If, as some anticipate, the court changes the definition, then it is reasonable that some minister, priest, rabbi or imam who refuses to marry two people of the same gender will be sued. That is almost a dead certainty. Witness after witness told us of case after case where equality rights trump religious freedom.
I remember the lawyer for the Catholic Civil Rights League making reference to the Hall case in Ontario. This was the young man who wanted to take his gay date to the prom. The Catholic School Board has a constitutional guarantee to conduct its affairs in accordance with Roman Catholic teachings and doctrines. All students and parents effectively sign on to that concept when they send their children to that school. Therefore it comes as no surprise when a Catholic board or school says, on something such as this issue, that no, they would not permit that. That did not seem to prevent the judge from making an order forcing the board to let the boy take his date to the prom. Equality rights trump religious freedom guarantees embedded in our constitution.
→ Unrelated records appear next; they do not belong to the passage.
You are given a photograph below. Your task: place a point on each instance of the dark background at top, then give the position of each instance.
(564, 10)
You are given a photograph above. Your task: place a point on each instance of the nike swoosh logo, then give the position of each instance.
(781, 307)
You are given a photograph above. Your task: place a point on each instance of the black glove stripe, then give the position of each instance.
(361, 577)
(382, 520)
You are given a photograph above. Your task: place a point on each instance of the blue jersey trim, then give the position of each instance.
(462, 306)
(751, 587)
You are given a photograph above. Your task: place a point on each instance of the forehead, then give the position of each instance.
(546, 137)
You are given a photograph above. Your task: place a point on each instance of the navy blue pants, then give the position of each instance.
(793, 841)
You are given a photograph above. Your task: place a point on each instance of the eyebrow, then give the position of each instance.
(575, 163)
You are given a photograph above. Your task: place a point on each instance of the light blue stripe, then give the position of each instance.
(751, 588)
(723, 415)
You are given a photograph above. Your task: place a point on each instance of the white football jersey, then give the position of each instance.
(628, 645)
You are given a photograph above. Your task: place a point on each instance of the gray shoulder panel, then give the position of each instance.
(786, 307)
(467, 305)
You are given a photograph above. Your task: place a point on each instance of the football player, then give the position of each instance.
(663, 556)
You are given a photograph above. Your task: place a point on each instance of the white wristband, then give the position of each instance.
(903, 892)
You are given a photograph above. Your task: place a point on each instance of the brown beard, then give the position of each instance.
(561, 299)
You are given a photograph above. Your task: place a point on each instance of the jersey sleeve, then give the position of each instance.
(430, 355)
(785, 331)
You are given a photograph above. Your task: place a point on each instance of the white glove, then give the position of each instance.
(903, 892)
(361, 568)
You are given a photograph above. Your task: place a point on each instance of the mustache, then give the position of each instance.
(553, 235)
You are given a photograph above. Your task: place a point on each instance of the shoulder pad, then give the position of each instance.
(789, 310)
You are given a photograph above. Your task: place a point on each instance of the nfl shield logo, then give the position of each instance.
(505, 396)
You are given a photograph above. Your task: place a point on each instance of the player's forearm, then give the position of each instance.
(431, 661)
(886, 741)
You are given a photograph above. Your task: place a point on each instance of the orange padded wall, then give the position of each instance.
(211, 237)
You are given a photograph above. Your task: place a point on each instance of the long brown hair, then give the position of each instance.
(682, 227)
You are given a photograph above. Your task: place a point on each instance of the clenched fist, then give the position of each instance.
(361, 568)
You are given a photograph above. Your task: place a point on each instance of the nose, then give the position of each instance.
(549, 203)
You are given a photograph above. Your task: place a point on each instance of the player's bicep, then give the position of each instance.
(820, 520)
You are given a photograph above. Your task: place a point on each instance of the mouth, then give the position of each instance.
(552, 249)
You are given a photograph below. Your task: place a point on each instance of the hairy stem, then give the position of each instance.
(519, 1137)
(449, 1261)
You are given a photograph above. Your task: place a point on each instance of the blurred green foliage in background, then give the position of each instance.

Effectively, judge trumps bishop.
Is it any wonder witness after witness looks over their shoulders at the Hall case, or the Brockie case, where a printer was asked to print gay literature, refused and was sued, or the Trinity Western case, where all students signed on for a certain code of sexual conduct and the teacher's board said that it made them ineligible to teach in the schools of British Columbia? Is it any wonder therefore that these folks feel naked and exposed to certain aspects of judicial activism and take no comfort in the bland assurances that the guarantee of religious freedom will offer protection of religious expression?
It would be of some comfort if Parliament could be explicit in its guarantee of freedom of expression but I am afraid that would be an illusion. A robust freedom to dissent act or a human rights code might be of some comfort, as several witnesses suggested, but the courts will rightly say to that kind of idea, “Is the charter not enough?” Those in the religious community who are constantly paraded before the human rights boards and courts do not think the fig leaf of a charter provides them with any protection at all. It is almost a case of words are not enough.
The other thing that makes one wonder about this issue is Parliament itself. In 1999 we passed an overwhelming resolution after a day of very animated debate re-affirming the traditional definition of marriage. The preamble of Bill C-23, re-affirmed the traditional definition of marriage and brought it from a common law interpretation into an actual statutory bill. That has scarcely slowed down judicial trains heading toward a clash with Parliament, one which Parliament cannot win.
Twice in the last few years Parliament has spoken forcefully and unequivocally. Yet our system is such that the courts hold the ultimate trump card, which brings me back to my original point. It is extremely difficult to fashion a public policy which takes into account divergent interests and views when the legal environment is such that “you do it our way or we will do it for you”.
How does one fashion a response in the face of such a threat? I, and quite a number of others, believe we would be quite willing to address the genuine equity issues that rise before us, those broader issue, but the courts have effectively put us in a zero-sum game: “you win; you lose”. Unfortunately, the effect of which is that we all lose.